14 thoughts on “The Origin Of Life”

  1. I didn’t see the word “Virus” in there anywhere. Have we decided they aren’t alive again?

    This theory didn’t strike me as particularly -new- so much as repainted with a fresh coat of wax.

    The “Genetic Programming” by John Koza circa 1994 showed a lot of interesting features arising in purely programatic structures. The very short version is: If there exists sufficient individual building blocks, structure, organization, improvement, and complexity all appear to arrive pretty much immediately once there’s any inkling of “Surivial of the fittest”.

    Meaning: Once there’s a single virus-like “critter” that can assemble a near identical copy given nothing but the nearby resources, the entire ball starts rolling. Viruses are orders of magnitude simpler than “cells”, but they undergo the pressures of “Survival of the fittest”.

    1. My understanding is that viruses are thought to have evolved from complete cells, rather than the other way around.

      1. Not a biologist, and some poking tells me ‘virus’ might require cells by definition, and thus not be exactly the term I’m looking for.

        But I’m still thinking “The smallest pieces that might reasonably undergo natural selection” is the right starting point from a -statistical-likelyhood- basis. “100x bigger” is an enormous amount bigger when one thinks about the sheer statistical chance of arriving at ‘bare-minimum cell’ as opposed to ‘virus-like gene-bearing snippet that happens to manage reproduction from amino acid soup’. Think “chance is one over length-to-the-length power” sorts of scaling.

  2. This is an interesting hypothesis. They have a long way to go before it is a theory though.

    One of the biggest tests will be if they can reporduce the results in a lab. Computer models are great but can only take you so far.

    1. Initial emergence of life need only happen once over many millions of years somewhere on the planet. A process near certain to happen at least once on those terms may be practically unobservable in a laboratory.

      1. Or not even on this planet. It could have happened once billions of years ago in another galaxy and brought to us via asteroids or some other debris.

  3. We’re not suppose to notice the jump from supersaturated chemical solution (stable over geologic time?) to RNA? Which even before RNA requires a precise amount of energy to roll uphill but not enough to destroy the whole thing? This is wanting to see a result so badly that common sense is shot, abandoned and nuked.

  4. It always tiptoes around the elephant in the room, though. Why?

    Why do these amazing chemicals that can self-replicate even exist?

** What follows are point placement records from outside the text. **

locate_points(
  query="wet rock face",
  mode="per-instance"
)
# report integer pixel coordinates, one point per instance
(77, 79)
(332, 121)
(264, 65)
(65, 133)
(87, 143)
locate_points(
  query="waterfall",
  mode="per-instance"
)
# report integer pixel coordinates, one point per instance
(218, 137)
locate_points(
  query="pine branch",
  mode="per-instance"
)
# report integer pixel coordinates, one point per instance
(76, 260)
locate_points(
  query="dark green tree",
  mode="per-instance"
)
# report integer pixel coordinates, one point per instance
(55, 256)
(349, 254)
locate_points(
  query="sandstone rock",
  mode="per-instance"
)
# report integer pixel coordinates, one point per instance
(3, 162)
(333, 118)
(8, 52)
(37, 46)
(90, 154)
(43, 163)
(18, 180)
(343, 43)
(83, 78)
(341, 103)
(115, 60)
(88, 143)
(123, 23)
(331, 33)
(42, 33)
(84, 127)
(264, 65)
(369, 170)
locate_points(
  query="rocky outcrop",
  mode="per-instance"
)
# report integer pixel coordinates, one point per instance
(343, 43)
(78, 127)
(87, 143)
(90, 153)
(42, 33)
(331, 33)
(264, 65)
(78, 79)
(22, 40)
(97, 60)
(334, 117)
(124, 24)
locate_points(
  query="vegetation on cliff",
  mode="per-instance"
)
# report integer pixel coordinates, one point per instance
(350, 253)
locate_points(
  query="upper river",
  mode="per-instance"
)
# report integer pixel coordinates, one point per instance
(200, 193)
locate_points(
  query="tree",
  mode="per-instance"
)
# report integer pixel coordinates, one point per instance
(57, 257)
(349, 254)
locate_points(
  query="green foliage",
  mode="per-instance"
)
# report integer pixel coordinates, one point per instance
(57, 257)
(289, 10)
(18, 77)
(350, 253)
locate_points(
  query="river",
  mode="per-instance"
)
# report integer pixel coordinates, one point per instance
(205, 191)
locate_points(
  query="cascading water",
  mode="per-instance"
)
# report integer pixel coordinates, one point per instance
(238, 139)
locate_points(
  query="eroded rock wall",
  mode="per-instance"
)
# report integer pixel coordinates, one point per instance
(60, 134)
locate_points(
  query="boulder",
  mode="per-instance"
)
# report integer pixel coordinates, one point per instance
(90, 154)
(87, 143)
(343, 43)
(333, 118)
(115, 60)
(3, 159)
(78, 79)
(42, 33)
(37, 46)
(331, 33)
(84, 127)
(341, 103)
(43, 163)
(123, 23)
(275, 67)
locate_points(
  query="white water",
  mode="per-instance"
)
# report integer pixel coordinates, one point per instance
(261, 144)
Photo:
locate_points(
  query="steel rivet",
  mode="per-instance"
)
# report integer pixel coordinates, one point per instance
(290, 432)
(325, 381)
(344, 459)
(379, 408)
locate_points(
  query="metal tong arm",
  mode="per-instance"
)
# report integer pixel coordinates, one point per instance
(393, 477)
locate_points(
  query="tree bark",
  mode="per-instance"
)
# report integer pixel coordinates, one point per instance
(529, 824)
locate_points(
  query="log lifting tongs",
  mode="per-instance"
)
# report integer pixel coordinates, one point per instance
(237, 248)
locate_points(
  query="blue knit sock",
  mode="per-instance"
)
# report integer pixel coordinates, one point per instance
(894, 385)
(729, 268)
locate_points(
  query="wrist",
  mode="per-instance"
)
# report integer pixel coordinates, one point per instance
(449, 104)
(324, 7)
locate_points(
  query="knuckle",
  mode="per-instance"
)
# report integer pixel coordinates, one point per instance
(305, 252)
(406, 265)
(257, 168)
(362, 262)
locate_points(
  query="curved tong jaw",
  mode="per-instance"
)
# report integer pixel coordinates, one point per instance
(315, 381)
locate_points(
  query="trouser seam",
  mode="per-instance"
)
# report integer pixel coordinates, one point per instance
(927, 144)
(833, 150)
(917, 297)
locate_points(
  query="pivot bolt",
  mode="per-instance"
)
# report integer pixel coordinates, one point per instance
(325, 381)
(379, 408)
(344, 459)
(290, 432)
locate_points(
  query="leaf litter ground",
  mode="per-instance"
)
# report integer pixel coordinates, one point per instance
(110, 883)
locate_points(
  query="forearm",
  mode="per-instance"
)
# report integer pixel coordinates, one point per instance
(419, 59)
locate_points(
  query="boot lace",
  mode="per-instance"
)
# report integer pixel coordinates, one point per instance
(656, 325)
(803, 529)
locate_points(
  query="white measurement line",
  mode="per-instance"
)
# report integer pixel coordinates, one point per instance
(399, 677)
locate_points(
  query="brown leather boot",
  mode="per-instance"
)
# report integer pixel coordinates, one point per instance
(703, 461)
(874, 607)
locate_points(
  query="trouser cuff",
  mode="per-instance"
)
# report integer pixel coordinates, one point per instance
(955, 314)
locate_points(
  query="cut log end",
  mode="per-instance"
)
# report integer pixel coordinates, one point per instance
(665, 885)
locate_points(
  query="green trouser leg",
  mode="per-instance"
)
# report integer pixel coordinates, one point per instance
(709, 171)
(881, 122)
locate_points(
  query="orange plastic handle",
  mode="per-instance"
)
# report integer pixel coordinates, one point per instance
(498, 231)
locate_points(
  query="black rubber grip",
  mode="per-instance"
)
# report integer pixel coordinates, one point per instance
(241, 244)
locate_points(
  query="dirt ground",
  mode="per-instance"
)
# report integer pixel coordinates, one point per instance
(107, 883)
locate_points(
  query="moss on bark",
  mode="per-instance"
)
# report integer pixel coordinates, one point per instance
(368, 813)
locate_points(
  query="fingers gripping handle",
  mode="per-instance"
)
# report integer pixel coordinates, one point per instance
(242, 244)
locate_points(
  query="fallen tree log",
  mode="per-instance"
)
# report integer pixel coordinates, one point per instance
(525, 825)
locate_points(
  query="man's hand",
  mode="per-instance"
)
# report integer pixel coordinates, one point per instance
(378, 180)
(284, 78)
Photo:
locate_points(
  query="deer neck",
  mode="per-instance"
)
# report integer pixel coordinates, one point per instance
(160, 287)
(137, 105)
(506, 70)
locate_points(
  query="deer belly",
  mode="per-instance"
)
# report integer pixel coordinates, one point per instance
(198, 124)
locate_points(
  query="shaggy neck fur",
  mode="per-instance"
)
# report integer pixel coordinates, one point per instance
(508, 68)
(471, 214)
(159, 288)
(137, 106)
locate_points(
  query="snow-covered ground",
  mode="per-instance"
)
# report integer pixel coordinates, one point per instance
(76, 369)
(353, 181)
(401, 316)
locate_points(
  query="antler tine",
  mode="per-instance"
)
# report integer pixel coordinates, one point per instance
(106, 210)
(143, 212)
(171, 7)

    Science can only ever explain the how, never the why.

    1. “Why do these amazing chemicals that can self-replicate even exist?”

      Because the laws of nature allow them? That would be where the real creativity lies, one would think.

      1. Sure, fine. But, you’re just opening up the Matryoshka doll. Why are the laws of nature that way? If some entity did not design them that way, then they just happened. And, then what do you have? The Anthropic Principle? Pretty weak tea, that.

        We modern, sophisticated people say miracles do not happen. Yet, the very existence of life is a miracle all in itself. We just don’t think of it as one because familiarity breeds contempt.

        This could easily devolve into a sermon, which is funny, because I am not religious in nature. I don’t believe in believing in anything. I simply segregate information into categories of what I know, and what I do not know. And, I do not know how life came about.

        Nor does anyone else. Nor do I anticipate that anyone ever will, except perhaps in a conditional sense (i.e., given the physical laws of the universe as we know them), no matter how many rationalizations they employ or elephants they ignore.

    1. Life itself is a template for research. Suppose this research is wildly successful. Where does that leave us? With intelligent guidance and precise conditions we may demonstrate a path from inanimate chemicals to a living cell which is made from those chemicals.

      Proving nothing because we already know that life is composed of chemicals. We’ve then shown it can come about with intelligent direction and can’t happen randomly because no amount of time is enough.

      Impossible may not be possible but it does have a working definition.

  5. The final quote in the article sums up origins research pretty well: “If we assume [blah, blah, blah], then it’s certainly imaginable that [blah blah blah]. You never know.”